There will be plenty more of that ice in my next photojournal - I've recently returned from Bodø, well above the Arctic Circle in Norway, and that really was a winter wonderland.
As always you take me on a delightful journey with you and for that I give you thanks. I honestly preferred the Nikolaikirche. We attended a concert there as well as one of the Words and Music meditation services that I always found so moving in visits to Germany. 1000 grazie.

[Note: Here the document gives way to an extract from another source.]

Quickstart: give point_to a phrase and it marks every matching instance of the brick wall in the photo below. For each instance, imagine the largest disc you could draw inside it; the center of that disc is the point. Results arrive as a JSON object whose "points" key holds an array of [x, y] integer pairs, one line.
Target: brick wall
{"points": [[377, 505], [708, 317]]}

ReplyDeleteYes, Will, the Nikolaikirche had a different resonance because of its amazing recent history. I think I mentioned in the Bach piece that the Pastor had written so beautifully in the church leaflet about the peaceful revolution. And the precincts are more interesting because of all the bookshops behind it and the liveliness of the square between the church and its school (where young Wagner was 'educated'). Next time I'll attend one of the meditation services if I have time. Still lots more to see in Leipzig, especially in the spring or summer as the parks look beautiful.
ReplyDeleteI have again fallen behind, but am so pleased finally to come take your Leipzig music walk, if only virtually. On reading it, I have a vague recollection of something I read in, I think, Magris’s Danube about him discovering the bust of Mendelssohn abandond on rooftop during WWII. Probably my memory is terribly faulty on this, however! Your view from the hotel room was indeed splendid, and to think of second hand bookshops nearby, too. How rare that has become.
ReplyDeleteYes, that rings a bell with me too. I must check it out when I can access my Magris. It's so sad that second-hand bookshops are closing down everywhere - now regional towns like King's Lynn no longer have one. The three in the row of Leipzig houses which included my hotel are all superb, governed by a typical German order.